Mas relembremos antes de mais a matéria de facto considerada provada pela 1ª instância, que foi a seguinte:
A - A primeira ré, C… é uma empresa de trabalho temporário que se dedica à cedência temporária a terceiros de trabalhadores, em várias áreas profissionais e é titular do alvará nº 4 de 27 de Julho de 1990 que para esse efeito admite e renumera, nomeadamente, no sector das telecomunicações.
B - Originariamente a sua denominação social era …, Ldª.
C - No domínio dessa actividade, o autor e a então …, primeira ré, celebraram entre si um acordo escrito a termo certo, com início no dia 11 de Novembro de 2005 e término, a 31 de Novembro de 2005, com renovação automática e sem poder exceder o limite da data de 31 de Outubro de 2006.
D - Segundo esse acordo, constante do documento junto como nº 1 à petição inicial e cujo conteúdo se dá como reproduzido, o autor foi contratado para ser cedido à segunda ré D…, segunda ré.
E - Ao autor foi atribuída a categoria profissional de comunicador, categoria cujo conteúdo funcional era o de realizar contactos telefónicos com clientes auxiliando na resolução de problemas resultantes da utilização de serviços da internet (sapo) e telefone comercializados pela ….

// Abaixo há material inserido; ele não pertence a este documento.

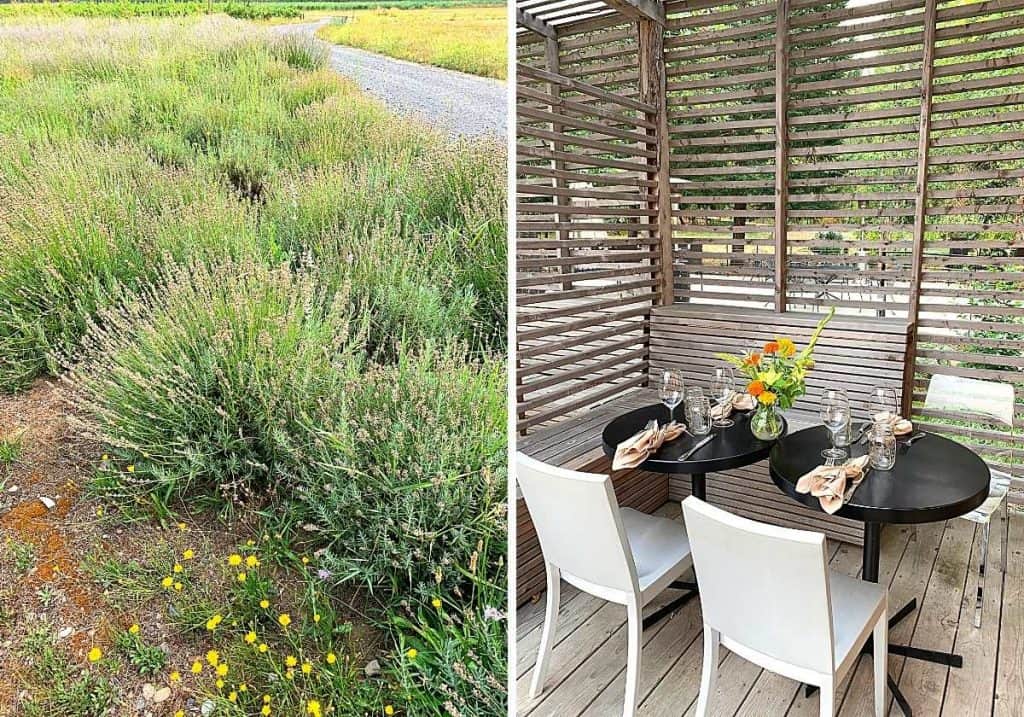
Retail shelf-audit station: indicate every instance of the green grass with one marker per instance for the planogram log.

F - Nos termos desse contrato, o autor trabalhava sob as ordens, direcção e fiscalização da empresa utilizadora, a segunda ré, a qual dava directivas concretas sob a forma de actuação como mantinha controle e vigilância permanente sobre a prestação de trabalho do autor.
G - A remuneração horária acordada foi de 2,16€, acrescido de subsídio de alimentação de 5, 75€ por dia.
H - E o horário praticado era de 30 horas semanais, distribuídas em cinco dias da semana.
I - O motivo subjacente à realização desse contrato consta no contrato, que se dá aqui como reproduzido, como sendo devido a um acréscimo temporário e um significativo aumento ocasional da actividade da D… devido à celebração da existência de um contrato de agência de duração limitada entre a sociedade E… e a D…, com início a 1 de Novembro de 2005 e termo a 31 de Outubro de 2006, segundo o qual a D… se obrigara a prestar serviços de assistência comercial e técnica e outros à E…, de acordo com o teor do contrato junto aos autos pela segunda ré, cujo teor se dá como reproduzido. (alterado infra)
J - Invoca-se, também, a transitoriedade do contrato de prestação de serviços celebrado entre a D…e E… e da adjudicação dos serviços prestados serem insusceptíveis de renovação, o que justificaria a celebração do contrato a termo.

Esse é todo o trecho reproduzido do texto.